In the Fall of 1948, with some forty-five students attending, a small beginning was made in Fort Worth, Texas, under the name of Southern Bible Institute. George P. Bowser (1874-1950) played a significant role in this effort.



The Board intended to buy property in Fort Worth to erect a permanent school plant, but in the summer of 1949, an opportunity was afforded to purchase the school property formerly owned by the Texas Military College in Terrell. When the military school closed and the property was offered for sale, the Trustees purchased it. At this time the name was changed to Southwestern Christian College.

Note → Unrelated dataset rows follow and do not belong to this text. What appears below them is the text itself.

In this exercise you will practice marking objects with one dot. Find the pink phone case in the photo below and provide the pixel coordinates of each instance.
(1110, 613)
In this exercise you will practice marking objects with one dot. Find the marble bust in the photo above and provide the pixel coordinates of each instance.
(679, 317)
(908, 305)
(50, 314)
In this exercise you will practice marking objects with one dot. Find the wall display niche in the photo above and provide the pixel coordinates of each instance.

The administration building was built and used as a school fifty years ago. Mr. W.B. Toone, whose wife was born in the Round House to Mr. and Mrs. Terrell, operated a co-educational school from 1896 to 1904. He sold it to the Methodists who returned the property to Mr. Toone about 1908. It was then sold to Colonel Perry who operated it as a private military school. After Colonel Perry's death, the school was continued by his wife, daughter, and son-in-law, and later by the people of Terrell. The Trustees of SwCC bought the property from the Perry estate in 1949 and began operation the following Fall. In an horrific fire in the pre-dawn hours of January 27, 2008, the administration building and an adjacent building was destroyed and will be long remembered for its historical significance.